How would Watson do against that other font of knowledge — Google? Watson is optimized to understand human language, which can be full of ambiguity, wordplay, sarcasm and puns. Google makes some accommodations for language, but keywords do the heavy lifting.
Google did both much better than I expected and about as well as I expected. It did much better in the sense that I expected Watson to runaway from Google as much as it ran away from Jennings and Rutter. It did as well as I expected in that before I entered each clue into Google, I predicted how well Google would do. For example, I knew the Beatles lyrics category would be a piece of cake for Google. Those predictions were generally correct.
Watson had the correct response for 79% of the clues. (This includes clues for which Watson didn’t buzz in.) Google had the correct response in the first position 56% of the time and in the first 10 positions 79% of the time.
Google and Watson tended to struggle on the same clues. Both had trouble on Final Frontiers, Alternate Meanings and The Art of the Steal categories.
The only clue that Watson got wrong and Google nailed was “The first modern crossword puzzle is published & Oreo cookies are introduced” in the category Name The Decade. Google’s answer was found on this page that provides explanations of the New York Times crossword. If Watson could have heard Jennings’ incorrect answer of “1920s,” his backup answer of “1910s” would have been correct.
Finding a document with the right answer is one thing. Synthesizing that information into an answer is another significant challenge. Google only partially does that. I scored Google based on the snippet returned. While it wasn’t generally able to provide the precision of Watson, it did provide the right parts of the document with the answer.
As for Final Jeopardy!, neither Watson or Google got it right.
The clue in U.S. Cities was “Its largest airport is named for a World War II hero; its second largest, for a World War II battle.” Watson hesitantly answered Toronto. Google’s best guess would’ve been Arizona. Even geographically challenged Americans would know that neither answer fit the parameters of the category. (I hope.)
Oddly, that’s a relatively easy clue for humans. Think of U.S. cities, narrow it to the big ones, narrow that to ones that have multiple airports and then go through the list. Kennedy… Dulles… LAX… SFO… Hobby… Love…

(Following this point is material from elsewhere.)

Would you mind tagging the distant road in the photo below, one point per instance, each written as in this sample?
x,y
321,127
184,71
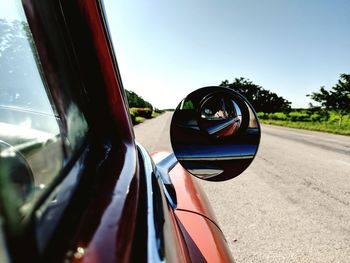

A few thoughts on search from this exercise:
- Google still has serious problems with content duplication. One query generated seven pages of essentially the same AP story about Jeopardy!
- Content farms got in the way of the best answer a few times.
- Wikipedia frequently provided the correct answer.
- The day that Google can synthesize answers to queries is closer than I thought. Bad news for publishers.
Also see Danny Sullivan’s great analysis of the underlying technologies and the differences between natural language processing and keyword search.
- I used a private browsing session to avoid any influence from my search history.
- I ran the exact text of the clue (as provided on the Jeopardy! Archive) through Google.
- I excluded all results that were specific to the Jeopardy! match.
- I looked for the text of the answer on the search results page, including the result title and snippet.
- If the correct response appeared in the title or snippet, Google got credit. For the Name the Decade category, I gave Google credit if a year appeared that was in the correct decade. That would not be a correct response for the game, but I felt it was a better comparison for these purposes.
- Search results change based on time, new content published, geography and other factors. You may not be able to duplicate these results. The optimal tests would be done on Google’s index prior to the airing of these episodes.
Disclosure: I have several good friends who work at Google and went to high school with co-founder and CEO Larry Page.